By July 1944, Hokaze was running on borrowed time. Commissioned in 1921 as a cutting-edge fleet destroyer, she had been obsolete for years by the time World War II began, relegated to convoy escort duty in increasingly dangerous waters. On July 2, she departed Ambon on a 'Tokyo Express' run -- a high-speed supply dash to deliver critically needed provisions to beleaguered Japanese forces in New Guinea. Four days later, an American submarine found her in the Celebes Sea off Sangir Island. Her captain, Lieutenant Commander Eiichi Someya, went down with his ship.

A Destroyer of the Old Guard

Hokaze was the twelfth vessel of the Minekaze class, authorized under the Imperial Japanese Navy's 8-4 Fleet Program in the years following World War I. Built at the Maizuru Naval Arsenal, she was laid down on November 30, 1920, launched on July 12, 1921, and commissioned on December 21 of that year. The Minekaze-class ships were fast and well-armed for their era, designed to escort a class of battlecruisers that were ultimately never built. For two decades Hokaze served capably, forming part of Destroyer Division 4 under Torpedo Squadron 1 at the Yokosuka Naval District. By the late 1930s, she was patrolling the coastlines of northern and central China during the Second Sino-Japanese War. But warship technology had advanced rapidly, and by December 1941 the Minekaze class was firmly second-line.
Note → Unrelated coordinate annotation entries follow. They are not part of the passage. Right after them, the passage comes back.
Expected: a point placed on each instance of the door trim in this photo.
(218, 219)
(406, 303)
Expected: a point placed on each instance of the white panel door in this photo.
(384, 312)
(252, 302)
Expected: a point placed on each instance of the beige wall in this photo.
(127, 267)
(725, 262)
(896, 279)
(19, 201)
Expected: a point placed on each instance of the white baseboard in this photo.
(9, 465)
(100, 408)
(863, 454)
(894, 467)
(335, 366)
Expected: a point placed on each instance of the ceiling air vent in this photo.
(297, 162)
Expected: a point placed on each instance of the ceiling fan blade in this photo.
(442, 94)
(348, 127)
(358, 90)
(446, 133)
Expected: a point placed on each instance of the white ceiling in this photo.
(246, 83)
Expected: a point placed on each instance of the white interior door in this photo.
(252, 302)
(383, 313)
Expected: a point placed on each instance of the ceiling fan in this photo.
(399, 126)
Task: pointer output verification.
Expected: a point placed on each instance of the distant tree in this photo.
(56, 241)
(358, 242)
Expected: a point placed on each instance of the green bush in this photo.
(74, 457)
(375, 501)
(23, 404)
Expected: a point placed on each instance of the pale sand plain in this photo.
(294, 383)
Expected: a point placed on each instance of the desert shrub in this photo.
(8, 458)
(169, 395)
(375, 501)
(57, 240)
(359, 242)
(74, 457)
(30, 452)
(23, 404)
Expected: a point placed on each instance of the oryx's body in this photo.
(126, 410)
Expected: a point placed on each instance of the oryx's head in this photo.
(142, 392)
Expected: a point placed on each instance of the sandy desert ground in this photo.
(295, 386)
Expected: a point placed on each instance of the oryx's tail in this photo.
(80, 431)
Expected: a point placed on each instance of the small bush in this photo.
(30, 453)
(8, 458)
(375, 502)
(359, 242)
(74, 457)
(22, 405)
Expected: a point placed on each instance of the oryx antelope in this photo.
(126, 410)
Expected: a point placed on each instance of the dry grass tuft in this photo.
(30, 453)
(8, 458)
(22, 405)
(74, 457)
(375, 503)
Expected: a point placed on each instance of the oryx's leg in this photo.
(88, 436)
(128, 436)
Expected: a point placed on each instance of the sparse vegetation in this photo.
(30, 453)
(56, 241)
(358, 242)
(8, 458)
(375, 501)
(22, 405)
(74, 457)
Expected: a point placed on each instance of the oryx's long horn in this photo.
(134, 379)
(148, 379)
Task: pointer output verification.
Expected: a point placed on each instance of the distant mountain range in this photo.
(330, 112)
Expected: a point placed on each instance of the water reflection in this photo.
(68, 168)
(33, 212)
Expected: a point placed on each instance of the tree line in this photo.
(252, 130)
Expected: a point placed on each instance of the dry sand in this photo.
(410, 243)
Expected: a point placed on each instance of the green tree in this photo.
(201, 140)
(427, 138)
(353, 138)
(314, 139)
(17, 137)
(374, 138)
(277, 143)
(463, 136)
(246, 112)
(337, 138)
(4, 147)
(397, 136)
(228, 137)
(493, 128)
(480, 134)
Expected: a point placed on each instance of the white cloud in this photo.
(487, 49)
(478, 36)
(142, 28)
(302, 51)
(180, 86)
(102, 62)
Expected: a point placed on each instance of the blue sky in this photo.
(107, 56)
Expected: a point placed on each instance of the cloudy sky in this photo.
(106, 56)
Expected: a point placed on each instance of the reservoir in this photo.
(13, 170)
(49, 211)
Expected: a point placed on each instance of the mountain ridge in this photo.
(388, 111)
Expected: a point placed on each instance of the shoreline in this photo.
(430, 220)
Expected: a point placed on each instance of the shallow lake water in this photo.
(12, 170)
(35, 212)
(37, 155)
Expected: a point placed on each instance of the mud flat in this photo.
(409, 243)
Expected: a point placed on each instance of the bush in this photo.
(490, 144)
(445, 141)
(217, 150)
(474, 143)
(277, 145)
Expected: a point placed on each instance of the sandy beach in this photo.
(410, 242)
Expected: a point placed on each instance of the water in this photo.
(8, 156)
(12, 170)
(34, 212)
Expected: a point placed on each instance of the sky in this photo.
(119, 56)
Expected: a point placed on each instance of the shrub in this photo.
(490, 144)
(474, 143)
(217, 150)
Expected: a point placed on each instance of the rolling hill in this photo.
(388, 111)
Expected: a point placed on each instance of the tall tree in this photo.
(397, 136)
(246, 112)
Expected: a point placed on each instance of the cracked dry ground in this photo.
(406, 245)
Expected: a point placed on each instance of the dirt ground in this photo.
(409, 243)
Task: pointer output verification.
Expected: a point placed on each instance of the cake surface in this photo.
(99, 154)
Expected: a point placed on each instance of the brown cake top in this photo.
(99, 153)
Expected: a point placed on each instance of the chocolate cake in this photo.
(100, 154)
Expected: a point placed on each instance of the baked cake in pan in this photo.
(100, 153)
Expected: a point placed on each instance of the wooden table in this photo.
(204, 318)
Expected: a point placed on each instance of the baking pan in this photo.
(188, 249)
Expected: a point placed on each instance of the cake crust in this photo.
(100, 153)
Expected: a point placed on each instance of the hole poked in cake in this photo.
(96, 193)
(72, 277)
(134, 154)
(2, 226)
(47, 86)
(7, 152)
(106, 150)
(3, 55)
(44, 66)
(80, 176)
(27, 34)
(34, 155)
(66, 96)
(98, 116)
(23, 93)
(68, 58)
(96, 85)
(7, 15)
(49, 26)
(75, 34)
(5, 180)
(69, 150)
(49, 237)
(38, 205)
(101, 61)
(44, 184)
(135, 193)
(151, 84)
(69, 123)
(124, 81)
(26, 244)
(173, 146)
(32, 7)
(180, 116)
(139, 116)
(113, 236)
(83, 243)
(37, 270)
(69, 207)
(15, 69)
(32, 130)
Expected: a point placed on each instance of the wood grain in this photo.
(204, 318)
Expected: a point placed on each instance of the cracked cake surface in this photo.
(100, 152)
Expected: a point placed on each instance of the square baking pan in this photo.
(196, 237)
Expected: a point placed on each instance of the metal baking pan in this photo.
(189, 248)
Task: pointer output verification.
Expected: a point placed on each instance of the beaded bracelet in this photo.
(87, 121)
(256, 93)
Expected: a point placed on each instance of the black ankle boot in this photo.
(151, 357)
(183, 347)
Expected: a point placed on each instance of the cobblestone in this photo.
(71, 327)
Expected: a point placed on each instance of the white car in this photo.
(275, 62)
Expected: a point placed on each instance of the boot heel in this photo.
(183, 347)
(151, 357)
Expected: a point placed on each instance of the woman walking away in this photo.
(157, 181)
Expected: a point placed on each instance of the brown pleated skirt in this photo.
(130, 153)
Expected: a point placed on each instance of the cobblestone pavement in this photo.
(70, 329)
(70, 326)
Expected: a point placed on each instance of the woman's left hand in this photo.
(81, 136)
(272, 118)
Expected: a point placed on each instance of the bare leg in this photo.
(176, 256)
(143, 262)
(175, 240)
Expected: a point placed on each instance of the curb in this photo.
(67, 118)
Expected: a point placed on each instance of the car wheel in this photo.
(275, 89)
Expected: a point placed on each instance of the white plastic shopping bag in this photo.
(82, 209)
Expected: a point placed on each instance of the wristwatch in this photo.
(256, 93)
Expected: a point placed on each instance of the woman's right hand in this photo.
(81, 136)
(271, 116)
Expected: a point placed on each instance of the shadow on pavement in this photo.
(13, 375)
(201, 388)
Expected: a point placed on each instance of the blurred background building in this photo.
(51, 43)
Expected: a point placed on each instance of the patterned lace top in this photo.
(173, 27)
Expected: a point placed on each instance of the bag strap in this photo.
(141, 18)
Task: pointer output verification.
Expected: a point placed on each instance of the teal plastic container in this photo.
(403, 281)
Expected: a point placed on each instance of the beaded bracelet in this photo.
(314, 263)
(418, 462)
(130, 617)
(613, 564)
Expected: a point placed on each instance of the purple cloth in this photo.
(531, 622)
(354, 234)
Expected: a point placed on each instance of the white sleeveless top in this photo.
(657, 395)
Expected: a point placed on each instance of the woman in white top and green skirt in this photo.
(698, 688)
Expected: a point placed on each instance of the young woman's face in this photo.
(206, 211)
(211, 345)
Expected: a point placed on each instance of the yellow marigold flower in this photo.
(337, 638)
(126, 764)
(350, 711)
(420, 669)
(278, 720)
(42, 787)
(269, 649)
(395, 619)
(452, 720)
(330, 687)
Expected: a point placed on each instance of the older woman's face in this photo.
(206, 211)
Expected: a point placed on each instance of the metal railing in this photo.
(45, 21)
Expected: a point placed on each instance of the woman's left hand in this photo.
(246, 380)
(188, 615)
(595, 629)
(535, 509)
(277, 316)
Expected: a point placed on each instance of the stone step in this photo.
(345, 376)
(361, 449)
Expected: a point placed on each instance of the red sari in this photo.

Escort Duty Across the Pacific

When Japan attacked Pearl Harbor, Hokaze was assigned to Carrier Division 4. She escorted aircraft carriers between Sasebo, Takao (modern Kaohsiung), Palau, and the Kure Naval District. In early 1942, she accompanied a carrier to Truk. By late May, she was operating from the Ominato Guard District in northern Japan, escorting transports for the Kiska invasion in the Aleutian Islands -- about as far from the tropical Pacific as a Japanese ship could get. Through 1942 and into 1943, she was shuffled between assignments: convoy escort between Moji and Taiwan, then patrol and escort duties out of Balikpapan, Borneo, in the Netherlands East Indies. The work was unglamorous but essential, and it grew more deadly as American submarines tightened their grip on Japan's shipping lanes.

Torpedoed Twice

On July 1, 1943, Hokaze was the sole escort for a three-ship convoy in the Makassar Strait when an American submarine attacked. A torpedo struck Hokaze, inflicting moderate damage. Two of the convoy's merchant ships -- a tanker and a freighter -- were also hit. Hokaze remained functional, managed emergency repairs, and escorted a convoy from Surabaya back to Yokosuka, where she spent months in dry dock. By mid-November 1943 she was back in service, assigned to the 1st Surface Escort Division of the General Escort Command. She escorted convoys to Qingdao, then in April 1944 was dispatched to western New Guinea to join the Fourth Southern Expeditionary Fleet. The assignments were growing more dangerous with each passing month, as American air and submarine power made every convoy run a gamble.

The Last Run to New Guinea

On July 2, 1944, Hokaze departed Ambon loaded with emergency supplies, tasked with a Tokyo Express run to New Guinea -- the kind of high-speed armed transport mission that had become synonymous with desperate logistics. Four days later, on July 6, an American submarine caught her in the Celebes Sea at a position 105 miles north-northeast of Menado, off Sangir Island. The torpedo struck, and Hokaze went down. Some of her crew survived, but her captain, Lieutenant Commander Eiichi Someya, perished with his ship. On September 10, 1944, Hokaze was formally removed from the navy list. She had served the Imperial Japanese Navy for twenty-two years and eight months -- from the hopeful naval expansion of the interwar period through the grinding attrition of a war Japan was losing. Her wreck lies somewhere on the floor of the Celebes Sea, one of thousands of ships claimed by the Pacific theater.

From the Air

Hokaze sank at approximately 3.40N, 125.47E in the Celebes Sea off Sangir Island, about 105 miles north-northeast of Manado (Sam Ratulangi Airport, WAMM). The Sangihe Islands chain is visible to the north. From cruising altitude, look for Sangir Besar with its distinctive Mount Awu volcanic peak. The wreck site is in open water with no surface markers. Recommended viewing altitude: 20,000+ ft to see the relationship between the Sangihe chain and the Sulawesi mainland.